Afeto, pelo menos para as mulheres, pode ter raízes nos genes

0
2

DOMINGO, 28 de junho de 2020 – A genética desempenha um papel importante na forma como as mulheres são afetuosas, mas o mesmo não se aplica aos homens, mostra uma nova pesquisa.

“Quando medimos a tendência das pessoas de serem afetuosas e receberem carinho de outras pessoas, quase sem exceção, descobrimos que as mulheres têm uma pontuação mais alta que os homens”, disse Kory Floyd, líder do estudo. Ele é professor no departamento de comunicação da Universidade do Arizona, na Faculdade de Ciências Sociais e Comportamentais.

Para o novo estudo, a equipe de Floyd avaliou diferenças nos níveis de afeto expressos por 464 pares de gêmeos adultos, com idades entre 19 e 84 anos.

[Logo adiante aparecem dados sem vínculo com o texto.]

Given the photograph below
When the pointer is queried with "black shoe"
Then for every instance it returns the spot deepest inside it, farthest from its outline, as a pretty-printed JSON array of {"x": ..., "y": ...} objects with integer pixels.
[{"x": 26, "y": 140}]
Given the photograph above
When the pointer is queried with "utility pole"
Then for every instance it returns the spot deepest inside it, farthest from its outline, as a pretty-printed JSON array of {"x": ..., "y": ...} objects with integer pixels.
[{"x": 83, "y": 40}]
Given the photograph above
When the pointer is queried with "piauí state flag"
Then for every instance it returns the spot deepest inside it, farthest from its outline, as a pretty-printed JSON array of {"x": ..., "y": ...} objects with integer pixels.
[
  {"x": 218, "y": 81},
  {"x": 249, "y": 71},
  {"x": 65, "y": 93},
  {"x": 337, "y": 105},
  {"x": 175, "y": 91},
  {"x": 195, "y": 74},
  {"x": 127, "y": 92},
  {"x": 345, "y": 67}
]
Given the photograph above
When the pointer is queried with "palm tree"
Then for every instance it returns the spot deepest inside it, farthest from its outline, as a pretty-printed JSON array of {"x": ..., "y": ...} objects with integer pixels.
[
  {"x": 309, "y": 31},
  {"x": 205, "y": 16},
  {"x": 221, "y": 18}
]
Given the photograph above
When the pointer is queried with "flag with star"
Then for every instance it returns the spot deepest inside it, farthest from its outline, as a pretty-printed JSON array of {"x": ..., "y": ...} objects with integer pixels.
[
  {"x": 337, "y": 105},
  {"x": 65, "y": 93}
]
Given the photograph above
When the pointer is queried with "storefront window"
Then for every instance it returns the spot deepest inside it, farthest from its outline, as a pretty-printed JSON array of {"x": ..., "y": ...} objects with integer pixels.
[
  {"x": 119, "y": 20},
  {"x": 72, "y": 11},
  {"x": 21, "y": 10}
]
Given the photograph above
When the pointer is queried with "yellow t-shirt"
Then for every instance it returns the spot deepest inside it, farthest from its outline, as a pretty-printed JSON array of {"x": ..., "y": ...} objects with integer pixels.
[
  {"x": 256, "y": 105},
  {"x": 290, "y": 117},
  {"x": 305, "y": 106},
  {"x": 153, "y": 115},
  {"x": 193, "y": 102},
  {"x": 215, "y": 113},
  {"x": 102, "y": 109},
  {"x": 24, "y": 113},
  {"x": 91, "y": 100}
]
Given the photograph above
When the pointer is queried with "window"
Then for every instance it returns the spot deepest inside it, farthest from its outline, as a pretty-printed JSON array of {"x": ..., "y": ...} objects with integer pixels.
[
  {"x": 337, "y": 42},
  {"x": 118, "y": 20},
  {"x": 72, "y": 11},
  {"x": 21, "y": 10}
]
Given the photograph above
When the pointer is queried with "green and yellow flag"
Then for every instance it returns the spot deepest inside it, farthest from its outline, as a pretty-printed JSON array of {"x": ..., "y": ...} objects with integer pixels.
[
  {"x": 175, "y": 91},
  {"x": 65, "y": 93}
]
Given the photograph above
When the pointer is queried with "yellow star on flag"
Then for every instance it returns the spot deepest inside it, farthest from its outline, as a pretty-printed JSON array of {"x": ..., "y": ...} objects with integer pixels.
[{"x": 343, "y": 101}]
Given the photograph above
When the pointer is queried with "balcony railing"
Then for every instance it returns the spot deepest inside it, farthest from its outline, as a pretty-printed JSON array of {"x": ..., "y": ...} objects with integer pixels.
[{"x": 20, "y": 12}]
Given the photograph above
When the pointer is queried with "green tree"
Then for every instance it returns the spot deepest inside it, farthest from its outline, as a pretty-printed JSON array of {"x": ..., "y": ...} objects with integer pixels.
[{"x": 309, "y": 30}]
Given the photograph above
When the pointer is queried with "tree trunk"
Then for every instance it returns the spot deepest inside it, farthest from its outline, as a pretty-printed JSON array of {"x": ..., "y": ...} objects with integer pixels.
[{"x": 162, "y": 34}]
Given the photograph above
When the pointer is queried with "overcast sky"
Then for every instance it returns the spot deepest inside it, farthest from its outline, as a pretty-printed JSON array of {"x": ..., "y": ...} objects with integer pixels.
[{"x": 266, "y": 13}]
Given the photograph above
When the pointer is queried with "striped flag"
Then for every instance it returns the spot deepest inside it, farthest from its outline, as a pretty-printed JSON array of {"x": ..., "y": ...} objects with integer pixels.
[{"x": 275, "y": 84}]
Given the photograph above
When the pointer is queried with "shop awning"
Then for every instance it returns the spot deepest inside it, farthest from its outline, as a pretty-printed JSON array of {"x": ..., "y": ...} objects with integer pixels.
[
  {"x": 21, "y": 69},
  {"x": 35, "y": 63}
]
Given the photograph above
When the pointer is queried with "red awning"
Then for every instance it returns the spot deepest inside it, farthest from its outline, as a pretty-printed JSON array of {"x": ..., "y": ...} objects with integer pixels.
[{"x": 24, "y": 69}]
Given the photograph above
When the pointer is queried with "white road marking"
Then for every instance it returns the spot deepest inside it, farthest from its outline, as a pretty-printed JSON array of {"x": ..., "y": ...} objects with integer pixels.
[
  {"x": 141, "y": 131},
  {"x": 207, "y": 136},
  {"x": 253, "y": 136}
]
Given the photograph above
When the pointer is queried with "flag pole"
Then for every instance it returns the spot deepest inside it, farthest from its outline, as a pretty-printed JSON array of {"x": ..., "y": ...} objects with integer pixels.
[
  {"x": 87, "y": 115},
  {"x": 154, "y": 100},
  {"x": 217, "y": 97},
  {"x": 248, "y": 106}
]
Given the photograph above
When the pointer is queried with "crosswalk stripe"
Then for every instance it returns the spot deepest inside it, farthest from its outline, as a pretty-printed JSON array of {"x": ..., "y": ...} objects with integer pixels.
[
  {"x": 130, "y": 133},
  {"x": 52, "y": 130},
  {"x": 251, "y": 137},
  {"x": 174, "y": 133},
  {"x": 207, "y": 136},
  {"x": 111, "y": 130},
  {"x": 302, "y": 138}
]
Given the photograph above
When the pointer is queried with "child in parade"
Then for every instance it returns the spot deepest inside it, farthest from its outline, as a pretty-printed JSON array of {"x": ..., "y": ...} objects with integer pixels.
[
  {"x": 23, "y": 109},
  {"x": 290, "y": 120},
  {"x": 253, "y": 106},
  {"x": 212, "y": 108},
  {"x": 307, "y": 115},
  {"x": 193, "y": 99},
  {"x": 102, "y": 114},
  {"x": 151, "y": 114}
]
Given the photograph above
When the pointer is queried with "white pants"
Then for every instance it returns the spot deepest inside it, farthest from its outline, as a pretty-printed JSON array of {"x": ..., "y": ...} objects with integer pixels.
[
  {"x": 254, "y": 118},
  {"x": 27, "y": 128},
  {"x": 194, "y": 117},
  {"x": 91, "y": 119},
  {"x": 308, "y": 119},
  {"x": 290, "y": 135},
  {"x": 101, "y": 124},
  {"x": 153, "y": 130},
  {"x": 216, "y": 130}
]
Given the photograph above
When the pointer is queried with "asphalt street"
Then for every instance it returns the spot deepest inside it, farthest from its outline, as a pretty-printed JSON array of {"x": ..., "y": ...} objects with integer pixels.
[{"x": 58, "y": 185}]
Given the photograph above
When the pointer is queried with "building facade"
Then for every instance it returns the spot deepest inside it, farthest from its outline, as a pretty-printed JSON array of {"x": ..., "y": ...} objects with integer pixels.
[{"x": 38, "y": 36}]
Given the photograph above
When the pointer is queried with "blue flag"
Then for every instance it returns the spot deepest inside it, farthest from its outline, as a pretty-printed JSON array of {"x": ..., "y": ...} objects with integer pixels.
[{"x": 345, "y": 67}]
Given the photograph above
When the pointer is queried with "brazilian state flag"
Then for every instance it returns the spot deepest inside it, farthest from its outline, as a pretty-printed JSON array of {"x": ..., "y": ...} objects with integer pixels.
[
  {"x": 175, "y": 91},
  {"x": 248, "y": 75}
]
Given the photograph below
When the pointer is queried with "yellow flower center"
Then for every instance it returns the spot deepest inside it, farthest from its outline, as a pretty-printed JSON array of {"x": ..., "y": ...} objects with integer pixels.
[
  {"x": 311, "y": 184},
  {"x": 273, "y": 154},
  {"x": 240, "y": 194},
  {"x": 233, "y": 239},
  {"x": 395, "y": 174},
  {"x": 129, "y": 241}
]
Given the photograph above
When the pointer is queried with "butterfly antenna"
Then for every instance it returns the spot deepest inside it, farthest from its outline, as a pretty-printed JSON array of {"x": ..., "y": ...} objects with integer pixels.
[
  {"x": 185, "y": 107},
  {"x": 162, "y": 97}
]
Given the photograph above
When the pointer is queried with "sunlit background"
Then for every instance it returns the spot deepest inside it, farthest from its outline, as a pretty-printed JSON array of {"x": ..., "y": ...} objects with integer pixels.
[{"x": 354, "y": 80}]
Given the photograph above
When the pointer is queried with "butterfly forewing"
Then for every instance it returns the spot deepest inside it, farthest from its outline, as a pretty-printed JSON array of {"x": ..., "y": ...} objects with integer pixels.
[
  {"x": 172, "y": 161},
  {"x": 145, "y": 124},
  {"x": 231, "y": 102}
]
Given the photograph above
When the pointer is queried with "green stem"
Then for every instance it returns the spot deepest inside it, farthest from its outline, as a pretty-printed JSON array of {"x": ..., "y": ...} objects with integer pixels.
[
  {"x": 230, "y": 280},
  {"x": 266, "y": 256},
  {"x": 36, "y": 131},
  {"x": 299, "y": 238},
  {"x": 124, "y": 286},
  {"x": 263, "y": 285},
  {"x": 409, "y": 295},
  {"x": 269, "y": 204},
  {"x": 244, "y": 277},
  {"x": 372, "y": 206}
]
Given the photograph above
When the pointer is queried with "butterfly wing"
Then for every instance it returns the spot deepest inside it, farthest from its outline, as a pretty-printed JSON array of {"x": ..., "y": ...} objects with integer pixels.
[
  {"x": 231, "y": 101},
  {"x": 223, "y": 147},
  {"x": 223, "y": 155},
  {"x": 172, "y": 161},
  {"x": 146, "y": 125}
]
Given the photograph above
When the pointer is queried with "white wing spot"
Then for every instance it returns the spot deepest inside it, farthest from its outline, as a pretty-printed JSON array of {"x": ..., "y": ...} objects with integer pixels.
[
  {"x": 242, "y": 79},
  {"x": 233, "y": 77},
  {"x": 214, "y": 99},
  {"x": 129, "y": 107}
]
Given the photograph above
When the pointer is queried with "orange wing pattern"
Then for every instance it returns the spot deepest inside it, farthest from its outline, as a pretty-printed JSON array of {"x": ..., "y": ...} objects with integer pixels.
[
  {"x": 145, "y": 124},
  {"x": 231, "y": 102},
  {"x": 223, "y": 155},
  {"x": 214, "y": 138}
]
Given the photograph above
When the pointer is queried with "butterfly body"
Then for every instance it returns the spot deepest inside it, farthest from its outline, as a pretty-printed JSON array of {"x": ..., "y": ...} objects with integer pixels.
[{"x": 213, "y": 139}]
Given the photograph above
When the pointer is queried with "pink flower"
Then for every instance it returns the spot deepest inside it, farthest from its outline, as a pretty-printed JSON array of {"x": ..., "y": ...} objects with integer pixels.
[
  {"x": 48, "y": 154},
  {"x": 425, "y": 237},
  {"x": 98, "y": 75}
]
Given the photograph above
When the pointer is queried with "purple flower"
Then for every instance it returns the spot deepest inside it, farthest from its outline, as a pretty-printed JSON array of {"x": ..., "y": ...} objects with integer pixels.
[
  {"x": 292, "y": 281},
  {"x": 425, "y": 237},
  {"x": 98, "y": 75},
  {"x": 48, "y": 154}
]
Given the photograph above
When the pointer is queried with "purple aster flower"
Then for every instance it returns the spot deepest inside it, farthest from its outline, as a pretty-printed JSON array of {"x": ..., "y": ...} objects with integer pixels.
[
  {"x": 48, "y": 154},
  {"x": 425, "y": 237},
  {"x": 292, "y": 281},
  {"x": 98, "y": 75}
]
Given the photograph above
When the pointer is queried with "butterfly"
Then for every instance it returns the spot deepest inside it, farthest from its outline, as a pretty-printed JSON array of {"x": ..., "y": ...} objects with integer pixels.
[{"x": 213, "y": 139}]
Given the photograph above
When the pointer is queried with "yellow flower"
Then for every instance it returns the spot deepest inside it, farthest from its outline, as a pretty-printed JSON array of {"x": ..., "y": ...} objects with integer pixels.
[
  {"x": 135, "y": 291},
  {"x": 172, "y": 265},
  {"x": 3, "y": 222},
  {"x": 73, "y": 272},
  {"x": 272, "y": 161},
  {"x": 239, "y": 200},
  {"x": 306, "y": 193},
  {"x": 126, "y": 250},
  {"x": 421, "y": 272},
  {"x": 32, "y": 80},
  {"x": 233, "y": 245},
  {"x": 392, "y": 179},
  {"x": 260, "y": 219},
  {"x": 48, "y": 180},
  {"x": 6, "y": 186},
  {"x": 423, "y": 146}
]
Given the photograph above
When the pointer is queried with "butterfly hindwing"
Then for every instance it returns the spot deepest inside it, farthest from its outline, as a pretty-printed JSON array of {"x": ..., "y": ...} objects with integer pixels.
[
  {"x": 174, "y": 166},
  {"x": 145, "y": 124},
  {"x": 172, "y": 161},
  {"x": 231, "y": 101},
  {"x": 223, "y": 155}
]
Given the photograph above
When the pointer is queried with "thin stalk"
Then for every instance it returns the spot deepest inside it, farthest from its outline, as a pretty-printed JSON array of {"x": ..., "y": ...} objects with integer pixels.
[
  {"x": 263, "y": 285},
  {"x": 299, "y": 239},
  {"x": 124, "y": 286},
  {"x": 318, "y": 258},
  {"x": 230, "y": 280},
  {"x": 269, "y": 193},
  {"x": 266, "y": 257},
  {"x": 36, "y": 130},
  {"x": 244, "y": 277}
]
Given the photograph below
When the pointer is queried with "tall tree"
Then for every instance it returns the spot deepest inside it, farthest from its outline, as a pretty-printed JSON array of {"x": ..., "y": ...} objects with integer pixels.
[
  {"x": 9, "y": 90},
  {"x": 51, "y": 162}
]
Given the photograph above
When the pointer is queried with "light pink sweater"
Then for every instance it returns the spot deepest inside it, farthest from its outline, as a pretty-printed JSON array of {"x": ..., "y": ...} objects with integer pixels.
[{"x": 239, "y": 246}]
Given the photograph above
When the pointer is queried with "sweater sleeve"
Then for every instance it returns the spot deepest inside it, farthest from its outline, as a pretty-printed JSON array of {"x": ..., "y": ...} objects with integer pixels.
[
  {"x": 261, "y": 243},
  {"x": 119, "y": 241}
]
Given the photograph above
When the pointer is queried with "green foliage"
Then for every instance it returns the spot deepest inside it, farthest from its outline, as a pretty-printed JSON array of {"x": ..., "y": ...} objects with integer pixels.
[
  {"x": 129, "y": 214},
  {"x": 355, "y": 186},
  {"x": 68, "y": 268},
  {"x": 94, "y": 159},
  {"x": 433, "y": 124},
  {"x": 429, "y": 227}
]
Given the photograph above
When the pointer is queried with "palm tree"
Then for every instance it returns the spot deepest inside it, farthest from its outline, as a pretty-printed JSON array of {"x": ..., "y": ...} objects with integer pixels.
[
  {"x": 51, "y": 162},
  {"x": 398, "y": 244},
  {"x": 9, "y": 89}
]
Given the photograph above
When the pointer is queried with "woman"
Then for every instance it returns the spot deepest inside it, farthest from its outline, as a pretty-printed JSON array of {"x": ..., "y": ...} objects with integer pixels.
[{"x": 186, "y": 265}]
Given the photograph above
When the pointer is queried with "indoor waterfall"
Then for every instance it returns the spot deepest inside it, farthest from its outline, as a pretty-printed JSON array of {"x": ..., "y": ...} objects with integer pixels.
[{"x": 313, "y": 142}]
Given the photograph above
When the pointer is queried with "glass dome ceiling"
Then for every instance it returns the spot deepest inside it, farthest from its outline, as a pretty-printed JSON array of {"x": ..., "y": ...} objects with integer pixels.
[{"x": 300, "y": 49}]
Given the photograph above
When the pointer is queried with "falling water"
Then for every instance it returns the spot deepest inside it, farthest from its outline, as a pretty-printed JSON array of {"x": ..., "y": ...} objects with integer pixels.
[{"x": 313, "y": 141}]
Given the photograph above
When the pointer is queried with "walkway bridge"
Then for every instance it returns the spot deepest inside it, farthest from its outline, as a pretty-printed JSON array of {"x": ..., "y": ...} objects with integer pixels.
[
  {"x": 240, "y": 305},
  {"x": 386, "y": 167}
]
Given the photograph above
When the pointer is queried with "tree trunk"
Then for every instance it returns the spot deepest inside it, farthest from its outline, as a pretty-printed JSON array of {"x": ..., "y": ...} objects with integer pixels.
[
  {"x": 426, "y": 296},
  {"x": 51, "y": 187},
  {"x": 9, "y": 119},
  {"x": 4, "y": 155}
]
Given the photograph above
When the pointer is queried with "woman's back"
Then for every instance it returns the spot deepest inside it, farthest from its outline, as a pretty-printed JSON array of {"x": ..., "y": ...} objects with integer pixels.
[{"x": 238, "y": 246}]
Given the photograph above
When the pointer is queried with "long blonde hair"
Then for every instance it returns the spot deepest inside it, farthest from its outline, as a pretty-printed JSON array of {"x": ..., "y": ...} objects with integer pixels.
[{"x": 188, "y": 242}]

Cerca da metade eram gêmeos idênticos e metade eram gêmeos fraternos.

Nas mulheres, os genes explicam 45% da variabilidade no comportamento afetuoso, enquanto influências ambientais, como a mídia, os relacionamentos pessoais e outras experiências únicas da vida, explicam 55% da variabilidade.

No entanto, a genética não parece afetar os níveis de comportamento afetuoso dos homens. Isso parece ser influenciado apenas por fatores ambientais, de acordo com o relatório publicado online recentemente na revista Monografias de Comunicação.

Não se sabe por que o comportamento afetuoso parece herdável nas mulheres, mas não nos homens. No entanto, pesquisas anteriores mostraram que os homens tendem a expressar menos afeto do que as mulheres, disse Floyd em um comunicado de imprensa da universidade.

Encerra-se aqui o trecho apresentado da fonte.